袋小路に住む、つかみどころのない男 小田切孝に、高校時代に憧れ惚れてしまった主人公日向子の一人称、恋物語。

「あなたは、・・・」「あなたは、・・・」と繰り返し出て来るフレーズの魔力に、やられてしまう。
自分も一緒に一途な片思いをしているような、また過去の似たような経験を蘇らせる感じになる。
日向子からすると、小田切は確信犯的に思わせぶりの態度をとりつづけるが、最後の一線は越えさせてくれないもどかしさがある。
でも、男を袋小路には追い詰めることはしない、という女の強さ、気高さ、潔さ、そして、切なさ。

続編の「小田切孝の言い分」では、男の側からの視点が、多少の温度差の違いを持って描かれている。男女の立場の違い、考え方・発想の相違が、両方読むことによって、浮き上がってくる。
あぶりだし、みたいに。
なんだか、読んでいてまどろっこしいような、逆にそれが、妙に心地良いようなへんてこな感じ。ふたりの姿に何を見出すかは、銘々に委ねられているように感じる。川端康成賞受賞作。

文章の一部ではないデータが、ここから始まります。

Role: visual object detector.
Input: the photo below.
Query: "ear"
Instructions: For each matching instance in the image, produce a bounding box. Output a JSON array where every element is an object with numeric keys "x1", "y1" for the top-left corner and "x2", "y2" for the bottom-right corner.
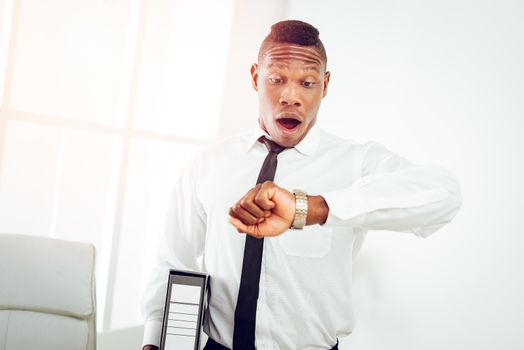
[
  {"x1": 322, "y1": 71, "x2": 331, "y2": 98},
  {"x1": 251, "y1": 63, "x2": 258, "y2": 91}
]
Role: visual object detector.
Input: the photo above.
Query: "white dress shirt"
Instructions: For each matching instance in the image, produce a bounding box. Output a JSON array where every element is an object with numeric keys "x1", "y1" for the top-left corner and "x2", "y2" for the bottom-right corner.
[{"x1": 144, "y1": 127, "x2": 461, "y2": 350}]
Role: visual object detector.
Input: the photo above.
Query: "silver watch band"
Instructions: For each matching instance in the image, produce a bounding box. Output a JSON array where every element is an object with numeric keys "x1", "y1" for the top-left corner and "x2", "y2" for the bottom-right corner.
[{"x1": 291, "y1": 190, "x2": 307, "y2": 230}]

女性と男性との物事の見方は、確かに微妙に違うんだろうな。
同じであっても、面白くもなんともないし。。。違うことに、互いに魅力を感じつつ、しかし、時にはそれが溝になったりもする。  なんとも、不思議な関係。

最後の数行で、暖かく心地よい余韻を残しながら、エンディングを迎える。

「アーリオ オーリオ」は、中学生の美由と叔父の哲の、手紙のやり取りを描いた爽やかな小説。
携帯のメールでもなく、あえて手紙。
書いた日と受け取る日に時間の差が発生する手紙という手段。
それを星の光に見立てて、自分の想いを綴る、無垢な少女の姿に、心が澄まされる。
昼下がり涼しい縁側近くの畳の上で昼寝をするみたいに穏やかで気持ちよく、爽やかなお話でした。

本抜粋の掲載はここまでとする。